Kota Gorontalo Masuk 5 Besar IDSD Nasional 2025
- 26 Feb 2026 08:13 WIB
- Gorontalo
RRI.CO.ID, Gorontalo - Pemerintah Kota Gorontalo kembali menorehkan capaian di tingkat nasional. Wakil Wali Kota Gorontalo, Indra Gobel, menerima penghargaan Indeks Daya Saing Daerah (IDSD) yang diserahkan Wakil Menteri Dalam Negeri, Bima Arya, dalam agenda nasional di Jakarta, Selasa 24 Februari 2026.
Penghargaan tersebut diberikan berdasarkan hasil rilis IDSD Tahun 2025 oleh Badan Riset dan Inovasi Nasional (BRIN). Dalam penilaian tersebut, Kota Gorontalo meraih skor 4,24, melampaui rata-rata nasional dan masuk dalam lima besar kota dengan skor di atas 4 secara nasional.
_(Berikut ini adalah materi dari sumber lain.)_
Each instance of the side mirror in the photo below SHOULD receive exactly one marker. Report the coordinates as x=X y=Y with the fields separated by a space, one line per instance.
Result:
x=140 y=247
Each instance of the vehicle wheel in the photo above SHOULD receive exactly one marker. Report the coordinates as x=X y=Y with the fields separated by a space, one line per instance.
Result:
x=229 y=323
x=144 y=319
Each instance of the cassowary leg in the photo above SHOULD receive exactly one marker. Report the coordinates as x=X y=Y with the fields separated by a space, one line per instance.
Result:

“Ini capaian yang sangat membanggakan. Hanya lima kota di Indonesia yang skornya di atas 4, dan Kota Gorontalo salah satunya,” ungkap Wakil Wali Kota Indra Gobel.
Untuk kategori kabupaten, secara nasional hanya sembilan daerah yang berhasil meraih skor di atas 4. Sementara di tingkat Provinsi Gorontalo, Kota Gorontalo menjadi satu-satunya daerah yang mencatatkan nilai tertinggi, melampaui rata-rata kabupaten maupun provinsi yang masih berada pada kisaran angka 3.
Capaian tersebut menambah deretan prestasi Pemerintahan Wali Kota Adhan Dambea dan Wakil Wali Kota Indra Gobel pada tahun pertama kepemimpinan. Sepanjang 2025, Pemerintah Kota Gorontalo tercatat telah meraih 23 penghargaan dari berbagai sektor pembangunan.
Kepala Bapperinda Kota Gorontalo, Heru Z. Talib, menegaskan bahwa sertifikat IDSD bukan sekadar simbol apresiasi, melainkan pengakuan atas kerja kolektif seluruh elemen daerah.
“Penghargaan ini adalah representasi dari sinergi pemerintah daerah, dunia usaha, akademisi, dan masyarakat dalam memperkuat fondasi pembangunan yang berdaya saing,” jelasnya.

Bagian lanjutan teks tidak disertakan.